While various factors influence AWE, including hours worked and sectoral composition, average earnings are rising in most sectors, which points to the influence of stronger economic growth. Sectors driving a 2.1% year-to-date increase have included manufacturing (4.3%), finance and insurance (6.5%), management and support (7.0%) and education (4.8%), although solid gains were observed in most sectors.
Strengthening growth in weekly earnings reflects robust labour demand. Non-farm payrolls climbed 0.2% from April, led by broad service sector gains, to lift year-over-year payroll counts by 2.9% and just over 3% year-to-date. The latter was the highest among the provinces and well above the national gain of 1.6%.
Growth points to an economy firing on nearly all cylinders, albeit with clear pillars of strength, including utilities (14.8%), accommodations and food services (3.8%), information and culture (9.6%), construction (4.0%), and professional/scientific/technical services (5.4%).
Growth in hiring reflects various factors such as a strong housing construction, Site C dam work, growth in service exports such as tourism and technology and broader consumer demand. It’s worth noting that job creation has been well dispersed across high- and low-wage industries this year.
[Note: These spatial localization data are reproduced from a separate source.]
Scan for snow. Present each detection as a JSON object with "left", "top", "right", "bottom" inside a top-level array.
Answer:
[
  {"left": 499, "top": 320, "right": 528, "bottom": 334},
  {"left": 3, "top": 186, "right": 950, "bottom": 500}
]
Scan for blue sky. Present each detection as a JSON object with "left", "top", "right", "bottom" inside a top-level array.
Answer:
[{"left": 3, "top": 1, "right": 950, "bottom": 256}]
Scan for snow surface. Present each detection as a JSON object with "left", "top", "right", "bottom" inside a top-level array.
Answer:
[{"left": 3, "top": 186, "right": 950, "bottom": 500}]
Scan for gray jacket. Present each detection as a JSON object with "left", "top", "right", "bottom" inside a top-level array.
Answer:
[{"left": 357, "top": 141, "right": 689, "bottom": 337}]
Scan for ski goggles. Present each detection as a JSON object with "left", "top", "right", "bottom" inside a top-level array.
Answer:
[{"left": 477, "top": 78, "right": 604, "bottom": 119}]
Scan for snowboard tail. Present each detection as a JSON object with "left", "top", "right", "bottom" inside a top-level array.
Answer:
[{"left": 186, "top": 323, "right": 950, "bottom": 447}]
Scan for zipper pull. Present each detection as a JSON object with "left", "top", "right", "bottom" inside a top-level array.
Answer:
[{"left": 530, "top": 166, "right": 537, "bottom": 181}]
Aligned with strength in non-farm payrolls, the number of employment insurance (EI) recipients in B.C. fell sharply in May to the lowest levels since January 2015, largely reflecting more unemployed persons finding work, although existing benefit expiration also contributed.
Seasonally adjusted, EI counts fell 3.5% from April to 50,910 recipients while the number of initial and renewal claims continued to track lower. Unadjusted, provincial EI counts fell 6.6% year-over-year.
The largest relative declines were recorded in the Lower Mainland-Southwest, Kootenay and northern markets. EI counts remained higher than a year ago outside the South Coast markets, reflecting weaker economic conditions elsewhere and policy factors that extended EI benefits to areas harder hit by the commodity cycle. •
Bryan Yu is deputy chief economist at Central 1 Credit Union.